The Strict Runbook-Attached Rule
Every alert has a runbook URL or it doesn't ship. Enforcement.
The strict rule
The rule is uncompromising. No alert ships to paging without a runbook URL (not a wiki landing page; a specific runbook for this alert); CI checks the URL is present and returns 200, PR fails if either check fails; stub runbooks (“investigate the issue”) are rejected in review because the runbook must list the first 3 actions.
- Specific runbook URL required. Not a wiki landing page; a specific runbook for this alert.
- CI presence and 200 check. URL present and returns 200; PR fails if either check fails.
- Stub runbooks rejected. “Investigate the issue” not enough; must list first 3 actions.
- Per-alert runbook ownership. The runbook has an owner; supports the maintenance discipline.
What the runbook contains
The runbook has three required sections. Confirmation (how to verify the alert is real, not a false positive, with specific commands or queries); first actions (what to do in the first 5 minutes: restart, failover, page someone else); escalation (when to page the next person and who they are, with team and timezone).
- Confirmation. How to verify the alert is real, not a false positive; specific commands or queries.
- First actions. First 5 minutes; restart, failover, page someone else.
- Escalation. When to page the next person, who they are; include their team and timezone.
- Per-section length cap. Each section has a length cap to keep the runbook usable; supports speed at incident time.
Keeping runbooks current
Runbooks rot, so the maintenance loop must close. Quarterly review by the owning team (update the runbook or retire the alert); after every incident, update the runbook with what was actually done because the runbook is the cumulative knowledge of the team; block PR approvals on stale runbook reviews when alerts fire.
- Quarterly review. Owning team updates the runbook or retires the alert.
- Post-incident update. What was actually done lands in the runbook; cumulative knowledge.
- Stale runbook blocks PR. If runbook hasn’t been touched in 6 months and the alert fired, PR fails.
- Per-runbook freshness check. CI surfaces runbooks past their review window; supports the cadence.
How to review a runbook
The review checklist is short and concrete. Could a new on-call execute it without asking questions (if not, it’s not a runbook); are the commands current (tools and APIs change, commands break silently); is the escalation path correct (team names change, schedules change, people leave).

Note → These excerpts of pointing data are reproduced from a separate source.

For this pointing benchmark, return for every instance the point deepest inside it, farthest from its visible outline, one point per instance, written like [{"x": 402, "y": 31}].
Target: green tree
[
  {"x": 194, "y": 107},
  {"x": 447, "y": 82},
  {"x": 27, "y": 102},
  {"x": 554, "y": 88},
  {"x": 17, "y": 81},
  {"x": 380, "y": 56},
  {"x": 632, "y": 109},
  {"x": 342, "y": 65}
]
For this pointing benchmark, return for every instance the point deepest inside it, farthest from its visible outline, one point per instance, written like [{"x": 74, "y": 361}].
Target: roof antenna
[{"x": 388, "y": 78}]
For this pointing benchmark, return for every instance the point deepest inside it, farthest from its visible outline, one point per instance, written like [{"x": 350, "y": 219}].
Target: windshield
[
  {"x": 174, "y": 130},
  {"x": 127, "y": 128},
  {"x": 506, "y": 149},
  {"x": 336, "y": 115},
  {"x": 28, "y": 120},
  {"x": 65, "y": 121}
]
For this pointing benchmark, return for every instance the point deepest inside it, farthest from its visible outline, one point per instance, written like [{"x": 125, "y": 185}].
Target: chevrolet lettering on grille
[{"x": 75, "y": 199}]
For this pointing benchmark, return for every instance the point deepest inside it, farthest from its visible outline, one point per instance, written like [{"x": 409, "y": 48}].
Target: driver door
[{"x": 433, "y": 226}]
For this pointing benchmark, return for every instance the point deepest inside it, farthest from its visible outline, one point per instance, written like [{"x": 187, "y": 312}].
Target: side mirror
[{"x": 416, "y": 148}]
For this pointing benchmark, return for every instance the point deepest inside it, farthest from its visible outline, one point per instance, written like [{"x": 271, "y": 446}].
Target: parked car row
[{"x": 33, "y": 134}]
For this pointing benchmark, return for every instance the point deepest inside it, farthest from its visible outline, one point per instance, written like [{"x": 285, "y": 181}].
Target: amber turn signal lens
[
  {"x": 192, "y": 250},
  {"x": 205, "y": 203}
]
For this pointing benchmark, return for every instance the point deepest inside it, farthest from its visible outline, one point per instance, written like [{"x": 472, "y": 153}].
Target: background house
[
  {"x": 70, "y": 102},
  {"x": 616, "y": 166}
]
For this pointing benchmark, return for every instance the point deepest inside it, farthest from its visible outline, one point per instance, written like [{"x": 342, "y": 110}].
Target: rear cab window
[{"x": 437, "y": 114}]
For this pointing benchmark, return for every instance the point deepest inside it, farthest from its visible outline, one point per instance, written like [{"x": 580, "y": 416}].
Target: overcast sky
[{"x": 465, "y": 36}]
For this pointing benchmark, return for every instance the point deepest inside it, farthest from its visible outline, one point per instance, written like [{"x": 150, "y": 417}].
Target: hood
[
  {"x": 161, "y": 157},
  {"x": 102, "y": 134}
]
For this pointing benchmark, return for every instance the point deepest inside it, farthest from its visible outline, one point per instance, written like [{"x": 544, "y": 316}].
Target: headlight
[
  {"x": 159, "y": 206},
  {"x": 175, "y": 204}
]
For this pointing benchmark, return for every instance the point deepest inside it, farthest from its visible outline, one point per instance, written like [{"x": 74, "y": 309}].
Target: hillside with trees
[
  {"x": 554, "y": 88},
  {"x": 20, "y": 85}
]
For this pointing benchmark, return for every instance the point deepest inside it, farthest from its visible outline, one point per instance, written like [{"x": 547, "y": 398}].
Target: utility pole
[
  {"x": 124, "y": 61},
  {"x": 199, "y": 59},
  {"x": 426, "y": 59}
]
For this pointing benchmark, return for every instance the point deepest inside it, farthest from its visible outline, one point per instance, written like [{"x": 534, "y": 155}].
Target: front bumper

- New-on-call test. Could a new on-call execute it without asking questions; if not, it’s not a runbook.
- Commands current. Tools and APIs change; commands break silently; verify they still work.
- Escalation correct. Team names change, schedules change, people leave; the escalation must follow.
- Per-review documented decision. The review outcome (pass, update, retire) committed; supports auditability.
How to enforce
Enforcement makes the rule real. Linter on the alert config repo with required runbook_url field and CI running curl -fsS against the URL; quarterly audit of all runbook URLs that files tickets for broken URLs; runbook quality as part of the alert review with “Reviewer approved that the runbook is sufficient” as a checkbox.
- Linter required field.
runbook_urlrequired; CI runscurl -fsSagainst the URL. - Quarterly URL audit. Broken URLs file tickets to the owning team; the audit closes the loop.
- Reviewer checkbox. “Reviewer approved that the runbook is sufficient”; the human review remains.
- Per-org enforcement policy. The discipline documented; supports onboarding new teams.